Chesapeake Energy Corp. agreed to sell a stake in an oil and natural-gas field to China's Sinopec for $1 billion, as the U.S. company tries to plug a gap in its cash flow. Investors punished Chesapeake after it fulfilled a nearly yearlong quest to sell at least a stake in its Mississippi Lime acres, which straddle the Oklahoma and Kansas border, saying the company cut too deep a discount in its asking price. Chesapeake shares declined 6.8%, or $1.39, to $19.11 at 4 p.m. Monday in composite trading on the New York Stock Exchange
Chesapeake Energy Corp. agreed to sell a stake in an oil and natural-gas field to China's Sinopec for $1 billion, as the U.S. company tries to plug a gap in its cash flow.

Investors punished Chesapeake after it fulfilled a nearly yearlong quest to sell at least a stake in its Mississippi Lime acres, which straddle the Oklahoma and Kansas border, saying the company cut too deep a discount in its asking price. Chesapeake shares declined 6.8%, or $1.39, to $19.11 at 4 p.m. Monday in composite trading on the New York Stock Exchange.

Chesapeake is still reeling from a collapse in U.S. natural-gas prices, while it attempts an expensive shift to more profitable oil drilling.
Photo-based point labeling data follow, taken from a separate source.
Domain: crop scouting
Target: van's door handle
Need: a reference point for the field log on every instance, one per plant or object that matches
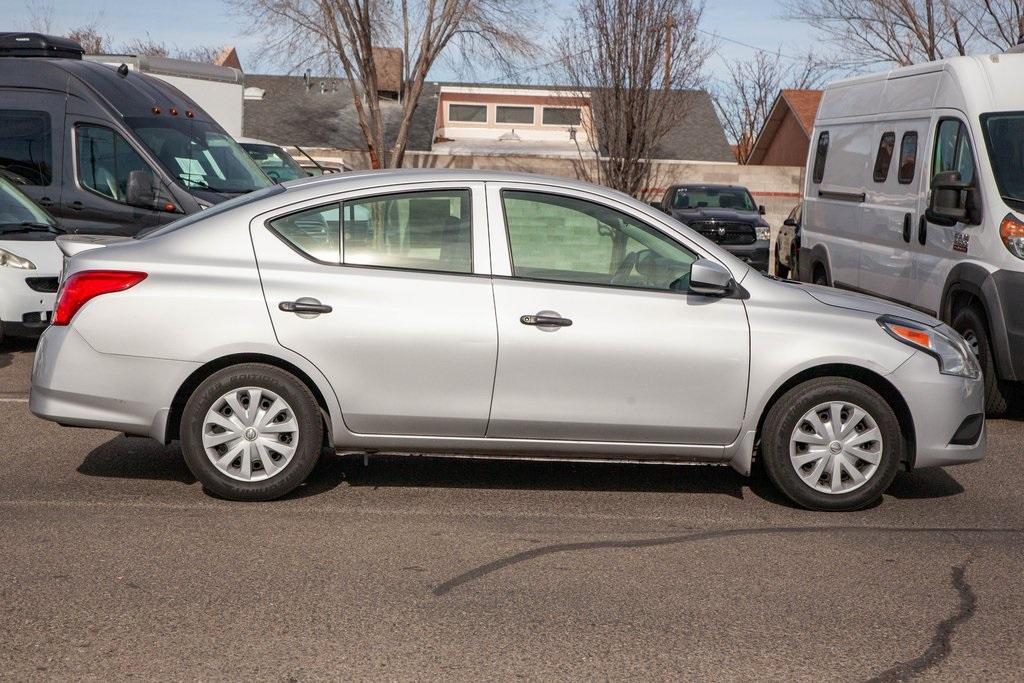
(546, 321)
(304, 306)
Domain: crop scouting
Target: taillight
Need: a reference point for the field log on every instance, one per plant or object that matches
(1012, 232)
(82, 287)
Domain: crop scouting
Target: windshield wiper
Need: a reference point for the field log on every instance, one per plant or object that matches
(29, 226)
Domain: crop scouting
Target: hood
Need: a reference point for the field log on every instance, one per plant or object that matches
(867, 304)
(687, 215)
(44, 255)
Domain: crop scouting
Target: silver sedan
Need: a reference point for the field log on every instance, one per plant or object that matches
(491, 314)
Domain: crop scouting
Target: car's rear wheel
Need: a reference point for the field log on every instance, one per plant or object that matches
(251, 432)
(832, 443)
(970, 323)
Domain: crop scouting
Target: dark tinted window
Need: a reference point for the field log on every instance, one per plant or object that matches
(907, 158)
(819, 157)
(429, 230)
(26, 145)
(884, 159)
(514, 115)
(468, 113)
(104, 162)
(558, 116)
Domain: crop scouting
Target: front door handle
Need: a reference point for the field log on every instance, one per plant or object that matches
(304, 306)
(545, 319)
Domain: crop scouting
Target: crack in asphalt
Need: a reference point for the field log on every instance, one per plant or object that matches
(534, 553)
(941, 644)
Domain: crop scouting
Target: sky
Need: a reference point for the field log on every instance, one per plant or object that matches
(184, 24)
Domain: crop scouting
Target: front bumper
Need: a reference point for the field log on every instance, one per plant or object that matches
(944, 409)
(73, 384)
(755, 254)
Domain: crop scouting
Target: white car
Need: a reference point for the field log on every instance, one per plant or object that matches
(30, 263)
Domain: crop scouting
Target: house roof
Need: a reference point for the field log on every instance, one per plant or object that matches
(322, 115)
(804, 107)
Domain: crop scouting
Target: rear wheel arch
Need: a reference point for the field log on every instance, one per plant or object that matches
(866, 377)
(172, 431)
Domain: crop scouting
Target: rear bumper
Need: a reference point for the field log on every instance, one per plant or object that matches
(755, 254)
(944, 411)
(73, 384)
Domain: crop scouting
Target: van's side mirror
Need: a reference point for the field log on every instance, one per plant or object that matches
(952, 200)
(141, 190)
(710, 278)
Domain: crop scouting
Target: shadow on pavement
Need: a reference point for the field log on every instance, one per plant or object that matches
(143, 459)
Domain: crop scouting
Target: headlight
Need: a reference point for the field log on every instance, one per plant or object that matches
(942, 342)
(15, 261)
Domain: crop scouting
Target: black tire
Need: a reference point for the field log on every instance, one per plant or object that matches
(306, 414)
(970, 323)
(782, 420)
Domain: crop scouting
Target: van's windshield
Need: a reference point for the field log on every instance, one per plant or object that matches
(199, 156)
(1005, 139)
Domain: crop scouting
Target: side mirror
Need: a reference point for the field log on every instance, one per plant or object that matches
(710, 278)
(952, 200)
(141, 190)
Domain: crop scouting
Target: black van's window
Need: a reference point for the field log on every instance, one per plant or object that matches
(952, 150)
(819, 157)
(907, 158)
(104, 160)
(26, 146)
(884, 159)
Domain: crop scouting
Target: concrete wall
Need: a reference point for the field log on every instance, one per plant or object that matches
(777, 187)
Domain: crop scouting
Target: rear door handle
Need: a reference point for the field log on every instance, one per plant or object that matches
(545, 321)
(304, 306)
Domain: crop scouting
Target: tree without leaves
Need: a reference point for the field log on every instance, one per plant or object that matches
(632, 59)
(744, 100)
(341, 35)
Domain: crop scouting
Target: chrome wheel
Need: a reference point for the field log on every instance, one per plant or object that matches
(836, 447)
(250, 434)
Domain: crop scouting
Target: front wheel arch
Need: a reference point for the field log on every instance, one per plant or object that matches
(866, 377)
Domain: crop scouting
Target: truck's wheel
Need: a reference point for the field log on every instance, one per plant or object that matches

The second-largest natural-gas producer in the U.S., after Exxon Mobil Corp., is selling assets to address an expected $4 billion funding shortfall.

The Sinopec deal also would increase state-owned Chinese oil and gas producers' rapidly expanding foothold in the North American oil patch. Sinopec, known formally as Sinopec International Petroleum Exploration & Production Corp., entered a $2.5 billion joint venture with Devon Energy Corp. in January 2012 to drill in the Mississippi Lime. Cnooc Ltd., meanwhile, just concluded a $15 billion takeover of Canada's Nexen Energy in the largest overseas acquisition by a Chinese state-owned energy company. In 2010 and 2011, Cnooc bought stakes in Chesapeake's oil-rich shale fields in south Texas, as well as fields in Colorado and Wyoming.
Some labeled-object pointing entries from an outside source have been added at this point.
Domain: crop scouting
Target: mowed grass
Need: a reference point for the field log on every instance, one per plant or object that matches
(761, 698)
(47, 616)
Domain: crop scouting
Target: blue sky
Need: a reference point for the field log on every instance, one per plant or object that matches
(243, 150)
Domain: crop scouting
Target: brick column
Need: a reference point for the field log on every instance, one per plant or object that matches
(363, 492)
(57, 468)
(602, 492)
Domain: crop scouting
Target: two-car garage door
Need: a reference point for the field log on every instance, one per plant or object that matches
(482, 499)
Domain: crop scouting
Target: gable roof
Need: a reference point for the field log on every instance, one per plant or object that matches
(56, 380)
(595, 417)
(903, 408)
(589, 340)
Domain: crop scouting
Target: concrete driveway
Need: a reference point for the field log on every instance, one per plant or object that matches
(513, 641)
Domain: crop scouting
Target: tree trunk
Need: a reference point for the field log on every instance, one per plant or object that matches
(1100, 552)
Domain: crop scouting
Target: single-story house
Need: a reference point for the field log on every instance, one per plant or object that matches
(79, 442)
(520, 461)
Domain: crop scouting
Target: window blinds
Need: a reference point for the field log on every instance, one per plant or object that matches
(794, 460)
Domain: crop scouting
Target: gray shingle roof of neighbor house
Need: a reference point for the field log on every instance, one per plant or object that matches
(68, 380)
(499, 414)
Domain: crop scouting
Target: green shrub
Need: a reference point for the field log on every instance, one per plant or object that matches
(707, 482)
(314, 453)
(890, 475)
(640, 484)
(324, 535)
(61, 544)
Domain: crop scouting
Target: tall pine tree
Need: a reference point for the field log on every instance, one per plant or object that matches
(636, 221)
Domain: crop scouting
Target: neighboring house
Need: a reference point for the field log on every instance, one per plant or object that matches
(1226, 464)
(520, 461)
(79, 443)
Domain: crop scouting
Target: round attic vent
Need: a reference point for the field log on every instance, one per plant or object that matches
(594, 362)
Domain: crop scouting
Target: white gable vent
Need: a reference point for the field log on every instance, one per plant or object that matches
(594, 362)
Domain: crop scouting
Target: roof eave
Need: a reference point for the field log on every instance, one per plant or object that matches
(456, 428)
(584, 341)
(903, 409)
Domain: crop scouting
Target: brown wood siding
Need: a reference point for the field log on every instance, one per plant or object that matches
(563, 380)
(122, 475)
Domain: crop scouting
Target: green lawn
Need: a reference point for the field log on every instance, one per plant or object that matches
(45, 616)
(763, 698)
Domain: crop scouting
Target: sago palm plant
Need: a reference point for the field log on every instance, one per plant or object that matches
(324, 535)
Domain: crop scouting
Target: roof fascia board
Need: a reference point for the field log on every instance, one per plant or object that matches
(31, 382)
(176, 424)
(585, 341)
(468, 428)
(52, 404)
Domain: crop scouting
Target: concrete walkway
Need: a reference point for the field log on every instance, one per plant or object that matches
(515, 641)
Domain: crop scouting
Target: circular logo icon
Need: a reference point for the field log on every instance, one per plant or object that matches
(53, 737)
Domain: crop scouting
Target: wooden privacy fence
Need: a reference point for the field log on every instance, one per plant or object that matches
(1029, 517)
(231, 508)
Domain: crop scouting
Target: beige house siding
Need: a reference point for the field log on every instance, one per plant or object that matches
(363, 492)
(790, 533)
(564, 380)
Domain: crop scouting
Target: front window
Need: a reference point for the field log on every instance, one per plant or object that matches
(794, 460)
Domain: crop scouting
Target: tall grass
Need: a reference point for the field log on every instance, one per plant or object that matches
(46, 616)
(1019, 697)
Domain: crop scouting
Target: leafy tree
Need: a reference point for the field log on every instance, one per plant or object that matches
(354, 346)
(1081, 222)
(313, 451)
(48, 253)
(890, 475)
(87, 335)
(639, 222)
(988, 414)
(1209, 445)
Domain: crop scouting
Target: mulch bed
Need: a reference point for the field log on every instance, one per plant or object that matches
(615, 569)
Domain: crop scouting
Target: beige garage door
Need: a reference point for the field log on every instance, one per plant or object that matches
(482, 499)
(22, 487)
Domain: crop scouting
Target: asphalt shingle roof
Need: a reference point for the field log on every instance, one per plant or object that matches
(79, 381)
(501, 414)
The latest deal "moves us further along in achieving our asset-sales goals and secures an excellent partner to share the capital costs required" to develop this large area, said Chesapeake's chief operating officer, Steven C. Dixon.

Chesapeake and other natural-gas producers have been hurt by a glut of the resource that stems from their use of hydraulic fracturing, or fracking, to unlock gas from shale formations. The resulting production surge caused prices to collapse to a 10-year low, below $2 a million British thermal units last April. Chesapeake posted shrinking revenue and chose to sell more than $10 billion in assets last year to improve its balance sheet.

Chesapeake Chief Executive Aubrey McClendon said in November that the company marketed its Mississippi Lime acres for most of 2012 to Asian energy companies, but added at the time that reaching a potential deal "became more complicated" as regulators increased scrutiny of foreign companies trying to invest in U.S. energy assets.

The stamp of approval that the Canadian and U.S. governments recently gave to Cnooc's $15 billion takeover of Nexen might have calmed those fears, said China energy analyst Robert Gee, head of Gee Strategies Group LLC.

"The Nexen deal was obviously critical in communicating a signal -- it gave a green light" for Chinese investment in exploration and production in the U.S. and Canada, he said.

Chesapeake's deal with Sinopec would give the Chinese company a 50% interest in 850,000 of Chesapeake's net oil and natural-gas leasehold acres in the Mississippi Lime. Chesapeake will receive about 90% of proceeds upon the deal's close, expected in the second quarter, with the remainder to be paid later.

The Mississippi Lime has been a target for companies using fracking techniques in search of oil, but so far there has been only moderate success. Chesapeake said it averaged 34,000 barrels a day of oil and natural gas in its Mississippi Lime wells in the fourth quarter.

Analysts applauded Chesapeake for landing the deal with Sinopec. But they also voiced concern that the company's need to sell helped undercut the final price tag by as much as $200 million.